The risk posed by fraud in the $4 trillion trade-financing industry has prompted banks to start exploring distributed-ledger technology like the one that underpins bitcoin.

Standard Chartered Plc, which lost almost $200 million from a fraud at China’s Qingdao port two years ago, has teamed up with DBS Group Holdings Ltd. to develop an electronic ledger of invoices that uses a parallel platform to the blockchain employed in bitcoin transactions. Lenders such as Bank of America Corp. and HSBC Holdings Plc say they’re looking at blockchain for trade finance and other banking applications.

Blockchain proponents argue that the technology will change the face of banking, helping lenders cut billions of dollars in costs. Trade financing, a centuries-old banking mainstay, may become ground zero for blockchain adoption because it promises to do away with paper invoices and the fraud that accompanies them -- if banks can come together around a joint platform.

For blockchain applications, “invoices should be considered a leading candidate here, given the high potential for fraud,” said Henry Balani, global head of strategic affairs at Accuity, which provides technology to monitor trade-based money laundering.

Lenders typically don’t publish their losses from trade fraud, though almost 20 percent of banks in a 2015 survey by the International Chamber of Commerce reported an increase in fraud allegations.

In the Qingdao case, companies controlled by a Chinese-born, Singaporean businessman are alleged to have used invoices for the same metals stockpiles several times to bilk banks out of hundreds of millions of dollars. Standard Chartered wrote down $193 million in commodity assets in 2014 because of the incident. In another example, a trans-Atlantic fraud conspiracy that used fictitious purchase orders and fake invoices to get loans for metal shipments was estimated in 2008 to have cost banks including JPMorgan Chase & Co. close to $700 million.


“Because there is no common platform for banks to screen transactions financed by other banks due to confidentiality concerns, there is a possibility that customers may capitalize on this information-sharing gap to obtain financing from multiple banks using the same invoice,” said Lum Yin Fong, one of the DBS executives who oversaw the bank’s ledger tie-up with Standard Chartered.

The banks conducted a trial late last year -- code-named TradeSafe -- that used a shared ledger of as many as 60 mock invoices, according to Gautam Jain, Standard Chartered’s global head of digitization and client access for transaction banking. Details from an invoice are used to generate a unique hash value stored on the ledger, which appears if another bank tries to register the same details separately, according to Jain.

Read: StanChart, DBS’s Trade Finance Distributed Ledger: How It Works

HSBC and Bank of America said in separate e-mails they’re involved in a number of blockchain projects including applications for trade finance. Citigroup Inc., meanwhile, said it’s in the “early stages of exploration” to assess how the technology can help in treasury and trade. None of the banks provided any specifics.

Despite the incentives, blockchain will only be able to solve the fraud problem if banks agree to club together to use the central registry, according to Liew Nam Soon, Ernst & Young’s Asean managing partner for financial services.

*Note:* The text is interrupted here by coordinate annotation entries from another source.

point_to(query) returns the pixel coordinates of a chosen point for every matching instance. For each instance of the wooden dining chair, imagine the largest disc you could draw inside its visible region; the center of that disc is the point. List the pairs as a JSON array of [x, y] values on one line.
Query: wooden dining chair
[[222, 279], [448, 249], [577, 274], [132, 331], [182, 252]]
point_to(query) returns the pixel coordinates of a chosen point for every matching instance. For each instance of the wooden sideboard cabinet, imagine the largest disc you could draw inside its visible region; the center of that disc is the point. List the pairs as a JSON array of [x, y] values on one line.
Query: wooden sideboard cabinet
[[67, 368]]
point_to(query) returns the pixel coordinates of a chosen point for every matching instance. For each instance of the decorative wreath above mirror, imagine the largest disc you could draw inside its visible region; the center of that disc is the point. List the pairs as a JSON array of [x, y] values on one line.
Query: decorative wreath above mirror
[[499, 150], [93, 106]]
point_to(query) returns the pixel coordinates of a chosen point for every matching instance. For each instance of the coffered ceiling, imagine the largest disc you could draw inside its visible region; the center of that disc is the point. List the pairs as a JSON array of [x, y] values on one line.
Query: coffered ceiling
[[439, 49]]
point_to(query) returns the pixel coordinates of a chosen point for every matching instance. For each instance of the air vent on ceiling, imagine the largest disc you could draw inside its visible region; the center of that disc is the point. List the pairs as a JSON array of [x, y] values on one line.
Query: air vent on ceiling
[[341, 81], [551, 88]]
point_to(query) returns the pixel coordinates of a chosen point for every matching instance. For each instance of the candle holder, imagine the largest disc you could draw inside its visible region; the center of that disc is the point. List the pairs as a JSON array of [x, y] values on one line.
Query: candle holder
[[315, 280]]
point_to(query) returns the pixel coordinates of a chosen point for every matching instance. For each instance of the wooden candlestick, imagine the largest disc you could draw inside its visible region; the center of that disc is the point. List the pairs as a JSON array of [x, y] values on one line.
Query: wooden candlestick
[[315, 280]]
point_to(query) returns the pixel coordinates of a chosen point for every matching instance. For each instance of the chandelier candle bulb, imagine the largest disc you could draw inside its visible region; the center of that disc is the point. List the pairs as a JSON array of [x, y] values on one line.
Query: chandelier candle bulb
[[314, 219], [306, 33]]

“There has always been a culture of competitiveness and challenges in banks working together on large-scale projects or involving more than a handful of banks,” Liew said. “There is evidence, however, that this is changing with the current digital disruption in the industry, compelling many banks to collaborate.”

Common Process

The issue for any collaboration on a distributed ledger is getting participants to agree on common standards in adopting the same invoicing platform. For example, the number of data fields from an invoice that will be used to generate the hash value for the blockchain will need to be negotiated with the different banks, Standard Chartered’s Jain said. Banks will also need common messaging standards, according to Accuity’s Balani.

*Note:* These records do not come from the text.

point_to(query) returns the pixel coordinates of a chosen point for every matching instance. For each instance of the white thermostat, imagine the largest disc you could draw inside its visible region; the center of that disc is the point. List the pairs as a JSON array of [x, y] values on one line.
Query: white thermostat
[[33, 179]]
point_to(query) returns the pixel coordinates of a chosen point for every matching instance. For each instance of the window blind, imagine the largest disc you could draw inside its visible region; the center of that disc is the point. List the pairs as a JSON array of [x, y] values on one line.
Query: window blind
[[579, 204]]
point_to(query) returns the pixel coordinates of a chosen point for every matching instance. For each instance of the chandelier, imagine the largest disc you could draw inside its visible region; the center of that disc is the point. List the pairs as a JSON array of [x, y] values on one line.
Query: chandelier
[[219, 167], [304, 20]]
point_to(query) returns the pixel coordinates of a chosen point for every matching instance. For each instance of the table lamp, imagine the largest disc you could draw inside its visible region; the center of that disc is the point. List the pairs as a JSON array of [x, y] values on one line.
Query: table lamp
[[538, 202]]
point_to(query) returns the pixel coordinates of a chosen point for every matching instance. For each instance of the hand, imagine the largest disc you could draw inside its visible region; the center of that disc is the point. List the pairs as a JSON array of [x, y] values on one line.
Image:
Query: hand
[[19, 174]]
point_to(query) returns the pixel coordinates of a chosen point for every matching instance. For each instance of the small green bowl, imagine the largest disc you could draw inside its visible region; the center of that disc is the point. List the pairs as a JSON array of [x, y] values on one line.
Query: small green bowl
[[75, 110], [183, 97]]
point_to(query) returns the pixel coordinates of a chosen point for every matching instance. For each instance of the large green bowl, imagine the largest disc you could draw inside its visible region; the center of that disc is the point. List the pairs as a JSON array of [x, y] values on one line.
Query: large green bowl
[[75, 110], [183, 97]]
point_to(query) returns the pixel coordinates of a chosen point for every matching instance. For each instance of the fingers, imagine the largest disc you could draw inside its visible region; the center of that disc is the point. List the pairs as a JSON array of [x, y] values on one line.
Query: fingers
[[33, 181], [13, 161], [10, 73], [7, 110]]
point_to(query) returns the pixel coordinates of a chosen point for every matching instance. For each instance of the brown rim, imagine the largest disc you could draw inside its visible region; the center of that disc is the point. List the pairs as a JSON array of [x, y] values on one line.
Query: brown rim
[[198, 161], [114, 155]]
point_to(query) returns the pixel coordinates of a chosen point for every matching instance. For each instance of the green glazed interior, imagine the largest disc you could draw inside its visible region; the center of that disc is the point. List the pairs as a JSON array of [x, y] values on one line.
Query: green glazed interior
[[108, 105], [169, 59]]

“The challenges are related to agreeing a common process and ensuring that a single operating system can be adopted for all,” said Owen Jelf, the London-based global managing director of Accenture’s capital markets practice. “Think of it like putting seven people who speak seven different languages in one room to try to settle a problem, in this case how to settle a trade finance transfer.”

Standard Chartered and DBS are working with the Infocomm Development Authority of Singapore, a government agency that seeks to advance technology and telecommunications, to promote the distributed ledger used in the TradeSafe trial. The IDA aims to commercialize the technology and is in discussions with other banks, a spokesperson said in an e-mailed reply to questions, declining to provide names or a timeline.

“We need committed partners,” the IDA said. “Trade financing is borderless and banks that do adopt this technology will be able to benefit regardless of the country of origin.”